Más que una peluquería, aquello parecía un barracón: sin espejos ni lavacabezas y con apenas una hilera de sillas de plástico donde las mujeres tomaban asiento para dejarse trasquilar. Las peluqueras no era tales. Cortaban y punto. Se acercaban con un peine. Extendían primero los mechones y luego hundían la tijera. Cortaban lo más pegado al cráneo posible, para no desperdiciar ni una hebra.

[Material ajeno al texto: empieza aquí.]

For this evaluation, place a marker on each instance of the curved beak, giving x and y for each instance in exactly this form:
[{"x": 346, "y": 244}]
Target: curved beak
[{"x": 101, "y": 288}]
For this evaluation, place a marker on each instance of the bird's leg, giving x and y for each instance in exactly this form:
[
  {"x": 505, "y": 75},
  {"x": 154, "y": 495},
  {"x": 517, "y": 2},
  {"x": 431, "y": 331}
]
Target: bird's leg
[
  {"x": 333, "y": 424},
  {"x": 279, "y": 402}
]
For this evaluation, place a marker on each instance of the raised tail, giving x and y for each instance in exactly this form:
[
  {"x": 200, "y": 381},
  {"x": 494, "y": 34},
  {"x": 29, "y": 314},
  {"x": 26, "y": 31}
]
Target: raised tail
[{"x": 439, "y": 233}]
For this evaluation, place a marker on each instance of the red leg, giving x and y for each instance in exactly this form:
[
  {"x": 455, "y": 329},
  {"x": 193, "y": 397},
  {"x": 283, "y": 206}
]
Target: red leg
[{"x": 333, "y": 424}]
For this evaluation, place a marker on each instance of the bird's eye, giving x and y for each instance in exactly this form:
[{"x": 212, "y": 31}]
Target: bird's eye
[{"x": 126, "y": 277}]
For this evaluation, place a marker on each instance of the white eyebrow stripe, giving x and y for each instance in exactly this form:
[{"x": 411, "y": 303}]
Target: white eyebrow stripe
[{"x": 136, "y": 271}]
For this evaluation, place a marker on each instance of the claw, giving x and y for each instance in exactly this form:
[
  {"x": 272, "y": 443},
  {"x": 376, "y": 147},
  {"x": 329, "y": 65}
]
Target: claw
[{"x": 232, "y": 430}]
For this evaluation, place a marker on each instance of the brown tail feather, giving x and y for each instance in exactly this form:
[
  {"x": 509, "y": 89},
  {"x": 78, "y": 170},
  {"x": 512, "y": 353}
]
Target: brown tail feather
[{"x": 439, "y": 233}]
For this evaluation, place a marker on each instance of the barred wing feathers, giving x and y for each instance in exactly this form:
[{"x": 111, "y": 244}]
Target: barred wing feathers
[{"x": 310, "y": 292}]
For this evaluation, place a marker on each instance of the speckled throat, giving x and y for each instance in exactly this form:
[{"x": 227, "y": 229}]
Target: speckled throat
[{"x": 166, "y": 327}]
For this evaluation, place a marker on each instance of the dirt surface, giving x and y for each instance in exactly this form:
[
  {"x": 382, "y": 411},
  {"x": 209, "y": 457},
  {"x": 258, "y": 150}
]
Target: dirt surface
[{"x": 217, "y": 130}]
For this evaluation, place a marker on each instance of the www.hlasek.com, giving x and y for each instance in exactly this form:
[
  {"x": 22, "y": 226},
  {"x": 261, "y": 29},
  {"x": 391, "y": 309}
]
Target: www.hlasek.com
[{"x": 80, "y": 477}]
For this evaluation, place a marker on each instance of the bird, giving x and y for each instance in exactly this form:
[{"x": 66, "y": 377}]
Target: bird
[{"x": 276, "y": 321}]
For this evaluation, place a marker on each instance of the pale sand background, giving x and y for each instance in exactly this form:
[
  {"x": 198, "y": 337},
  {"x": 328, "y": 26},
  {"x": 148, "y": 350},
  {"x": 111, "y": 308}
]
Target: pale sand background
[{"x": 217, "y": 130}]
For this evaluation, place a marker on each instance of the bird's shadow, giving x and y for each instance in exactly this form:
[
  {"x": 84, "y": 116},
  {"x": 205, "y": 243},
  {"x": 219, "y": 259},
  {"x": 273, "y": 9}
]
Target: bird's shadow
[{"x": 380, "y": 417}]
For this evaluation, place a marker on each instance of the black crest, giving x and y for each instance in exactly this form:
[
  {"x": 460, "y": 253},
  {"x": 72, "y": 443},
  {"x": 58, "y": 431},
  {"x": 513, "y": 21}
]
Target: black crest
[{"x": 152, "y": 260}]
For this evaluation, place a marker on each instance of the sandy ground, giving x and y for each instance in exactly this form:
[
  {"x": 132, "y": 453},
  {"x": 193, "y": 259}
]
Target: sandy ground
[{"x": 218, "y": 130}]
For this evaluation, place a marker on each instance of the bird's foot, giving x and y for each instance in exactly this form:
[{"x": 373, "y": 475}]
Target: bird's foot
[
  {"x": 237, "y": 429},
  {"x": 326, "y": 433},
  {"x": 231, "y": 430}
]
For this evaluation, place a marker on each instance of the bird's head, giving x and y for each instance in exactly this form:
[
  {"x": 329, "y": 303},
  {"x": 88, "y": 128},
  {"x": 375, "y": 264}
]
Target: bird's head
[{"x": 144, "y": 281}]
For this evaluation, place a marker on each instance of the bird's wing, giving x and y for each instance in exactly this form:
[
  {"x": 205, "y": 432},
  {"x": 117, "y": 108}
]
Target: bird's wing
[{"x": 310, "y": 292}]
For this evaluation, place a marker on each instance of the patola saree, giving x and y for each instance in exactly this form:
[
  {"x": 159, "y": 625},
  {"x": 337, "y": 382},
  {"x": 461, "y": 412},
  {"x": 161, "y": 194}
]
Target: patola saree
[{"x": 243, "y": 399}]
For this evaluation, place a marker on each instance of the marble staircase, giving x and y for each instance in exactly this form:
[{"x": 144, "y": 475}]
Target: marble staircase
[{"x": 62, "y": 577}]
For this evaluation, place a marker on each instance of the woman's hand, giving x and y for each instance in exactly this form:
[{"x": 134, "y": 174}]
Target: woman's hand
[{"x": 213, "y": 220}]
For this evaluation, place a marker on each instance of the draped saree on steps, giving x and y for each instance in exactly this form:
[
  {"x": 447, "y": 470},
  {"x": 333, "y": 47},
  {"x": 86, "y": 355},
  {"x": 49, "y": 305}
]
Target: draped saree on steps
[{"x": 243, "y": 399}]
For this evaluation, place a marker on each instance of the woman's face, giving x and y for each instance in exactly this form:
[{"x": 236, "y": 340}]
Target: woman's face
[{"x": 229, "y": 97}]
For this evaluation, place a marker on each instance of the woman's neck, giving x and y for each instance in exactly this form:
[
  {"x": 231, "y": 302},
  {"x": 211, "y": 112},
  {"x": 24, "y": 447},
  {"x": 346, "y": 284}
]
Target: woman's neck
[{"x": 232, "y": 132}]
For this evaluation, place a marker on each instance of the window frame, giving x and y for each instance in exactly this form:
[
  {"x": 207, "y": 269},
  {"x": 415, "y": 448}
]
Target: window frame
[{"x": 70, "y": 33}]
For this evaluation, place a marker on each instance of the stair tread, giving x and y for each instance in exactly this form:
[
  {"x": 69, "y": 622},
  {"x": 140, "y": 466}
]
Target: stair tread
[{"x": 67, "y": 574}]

Cuando al fin les tocó el turno, madre e hija se sabían de memoria el sonido de las hojas al contacto con el pelo. Un chasquido, un zarpazo, una extracción. Arrancarse cosas para venderlas a quien quisiera pagarlas. Sintieron ganas de llorar o echar a correr. No hicieron ninguna de las dos: esperaron.
La vieja Herminia estaba nerviosa. Eran casi las seis de la tarde y el sol empezaba a guardarse, medroso, en el atardecer de una ciudad fronteriza. De tanto llorar, la niña había caído rendida. Es lo que tiene el hambre: cuando uno se acostumbra a ella, anestesia cualquier pulsión. Adónde había ido a parar aquello que parecía duradero, se preguntó Herminia entre bandadas de palomas inmundas.
Koralia y Milagros aparecieron. Las reconoció por la ropa. De lejos parecían flacas y mustias, adelantadas en una vejez que no les correspondía aún. Herminia se quitó las gafas y las limpió con el vestido para verlas mejor. A Koralia le faltaba todo el pelo y a Milagros le había quedado una pelusilla de pollo flaco. Más que del mercado, parecía que volvían de la guerra. Llevaban en la mano dos paquetes de pasta que metieron en la mochila sin decir palabra.
—Recoja, mamá, que el último camión hacia Rubio sale dentro de quince minutos.
Llegaron a casa pasadas las doce. Pusieron a calentar tres tazas de agua en una olla grande en la que vaciaron un cuarto de kilo de espaguetis. Después de acostar a la bebé, se sentaron las tres a la mesa. La vieja Herminia apenas tomó una tacita con el agua almidonada que recogió del fregadero. Sus hijas separaban los hilos de pasta con un tenedor. No los removían: los peinaban, como quien se acaricia los cabellos servidos en un plato de peltre.
—Vaya a dormir, mamá. Mañana temprano volvemos a Cúcuta —le dijo Koralia.
—¿Y a qué, pues?
Herminia no había terminado de pronunciar la frase cuando sintió la mirada de su hija clavándose en el moño hirsuto recogido sobre su nuca.